May 1, 2010
Brady Udall is trying to stay out of the way. His new novel is about a Fundamentalist paterfamilias with 28 kids and 4 wives, naively blundering into motley hijinx and hatching adolescent longings for the boss’ wife, backing himself into a web of lies and an imminent family showdown that builds up for most of the book’s nearly 600 pages.
In a world with so many characters and so much potential for emotional damage, Udall steers the narrative ship by removing himself from the thread: the momentum of the whirling plot creates its own little galaxy and he remains predominantly hands-off with his three main narrators (Golden, the patriarch; Rusty, the uncharismatic and totally sympathetic, ignored kid; Trish, the youngest and most, frankly, dull of the wives).
Of course, this is fiction, so beyond noting the naturalistic style of writing, claiming that Udall is not present is fallacious. But what he bends backwards to do, with eerie success, is the avoidance of even the literary equivalent of an subtle eyebrow raising: never once does the remotest sense of moral judgment leak into the book that isn’t a product of a specific character’s outlook.
Thus, the jostlings of the 28 offspring and the drama of the competition between the four wives just unfolds, without much intrusive commentary.
The parts of the story that draw one in, though, are the parts where Udall is present. The juxtaposition of the family’s formation in Utah–the bulk of the action takes place in the 1970s, but has tentacles reaching back earlier–against the nearby atomic bomb tests is surreal and vivid, even if the ultimate outcome is a bit heavy-handed. There are some nice passages about grief and duty, and Udall keeps enough plotty curveballs zinging to keep things moving.

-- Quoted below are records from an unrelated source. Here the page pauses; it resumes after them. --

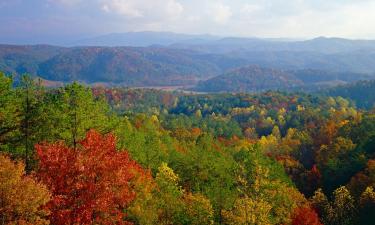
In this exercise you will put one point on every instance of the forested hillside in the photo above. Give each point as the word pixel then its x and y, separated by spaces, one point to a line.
pixel 362 93
pixel 81 155
pixel 172 66
pixel 257 79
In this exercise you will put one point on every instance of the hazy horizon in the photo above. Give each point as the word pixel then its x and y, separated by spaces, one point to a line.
pixel 64 21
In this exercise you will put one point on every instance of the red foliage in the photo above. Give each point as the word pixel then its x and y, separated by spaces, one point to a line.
pixel 90 184
pixel 305 216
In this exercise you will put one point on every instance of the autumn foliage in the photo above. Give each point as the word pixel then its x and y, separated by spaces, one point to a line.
pixel 89 184
pixel 22 198
pixel 305 216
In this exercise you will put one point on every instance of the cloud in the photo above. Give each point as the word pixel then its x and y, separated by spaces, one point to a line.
pixel 221 13
pixel 262 18
pixel 68 3
pixel 156 9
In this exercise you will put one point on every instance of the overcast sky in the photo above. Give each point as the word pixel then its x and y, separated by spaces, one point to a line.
pixel 63 20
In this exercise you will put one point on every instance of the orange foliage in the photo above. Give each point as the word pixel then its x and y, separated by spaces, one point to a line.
pixel 305 216
pixel 90 184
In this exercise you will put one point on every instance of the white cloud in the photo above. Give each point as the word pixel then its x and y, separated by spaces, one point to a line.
pixel 155 9
pixel 221 13
pixel 68 3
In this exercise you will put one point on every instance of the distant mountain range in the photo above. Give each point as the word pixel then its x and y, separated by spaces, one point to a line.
pixel 168 59
pixel 256 79
pixel 144 39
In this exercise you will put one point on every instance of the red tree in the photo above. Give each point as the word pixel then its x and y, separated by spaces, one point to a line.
pixel 305 216
pixel 90 184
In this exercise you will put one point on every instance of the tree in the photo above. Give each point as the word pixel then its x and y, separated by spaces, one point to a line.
pixel 22 198
pixel 31 116
pixel 322 206
pixel 72 111
pixel 198 209
pixel 367 206
pixel 343 207
pixel 89 184
pixel 172 208
pixel 305 216
pixel 9 120
pixel 248 211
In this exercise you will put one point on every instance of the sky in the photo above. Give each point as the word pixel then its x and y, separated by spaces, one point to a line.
pixel 59 21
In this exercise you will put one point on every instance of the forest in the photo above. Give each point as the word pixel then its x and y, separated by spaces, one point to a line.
pixel 93 155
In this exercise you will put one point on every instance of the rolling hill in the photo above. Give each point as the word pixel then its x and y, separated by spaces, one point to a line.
pixel 255 79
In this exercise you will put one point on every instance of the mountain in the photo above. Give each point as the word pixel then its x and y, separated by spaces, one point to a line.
pixel 361 92
pixel 303 61
pixel 143 39
pixel 249 79
pixel 318 45
pixel 255 79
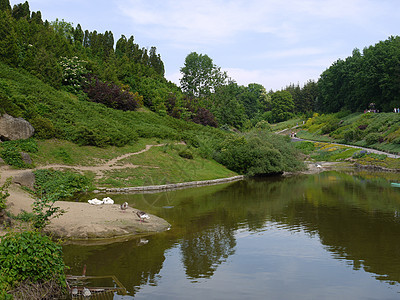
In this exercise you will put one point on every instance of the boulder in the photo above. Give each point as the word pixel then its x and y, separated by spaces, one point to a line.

The plight of Rusty, middling and forgotten child, is borderline heartrending in the chapters where Udall lets himself get involved. Here’s a kid whose father barely knows his name, who is weird and lonely, starting to self-destruct at the age of 11. The other siblings, who get a rather distant treatment (then again, there are 27 of them, and giving them all a solid dose of humanity might be an impossibility), seem infuriatingly average and well-adjusted, even given their various infirmities. Meanwhile, we’re seeing polygamist life in a non-sensational context; the stuff of this family’s grief is as quotidian as anyone’s.
And then there’s Golden, the hub of all of this, whose main characteristic is his lack of much personality and physical heft. He’s left grappling with various crises that tend to come to a head at rather deus ex machina moments (perhaps purposeful in their divine intervention feel). It feels more like things are happening to Golden than anything, he doesn’t seem like an active force as much as a passive one.
How lovely to sit under the lowering sky, the dead grass whisking his ankles, with springtime coming on and a feeling in his heart of imminent disaster.
It is this sense of dread and a forthcoming battle that ties much of the book together. Raymond, a neighbor’s insane ostrich, watches over the family trysts and tragedies. In dire straits, Golden fights the bird in an absurd desperation, not unlike Jacob wrestling the angel. Children die and radioactive fallout sears lives. Golden’s construction business atrophies; his job site is a brothel, not the old folks’ home he claims to his sundry wives and associates. It’s an organic, glorious mess that has nowhere to go but woe.
The climax is a wallop. Perhaps it had to happen this way: something massive had to give for there to be redemption for so many lives. The Lonely Polygamist is a long, sinuous trip through the valley of death and back again. With a (possibly) supernatural ostrich to boot.
My many thanks again to LibraryThing for their Early Reviewer program, as well as W.W. Norton. The Lonely Polygamist will be released on May 3, 2010.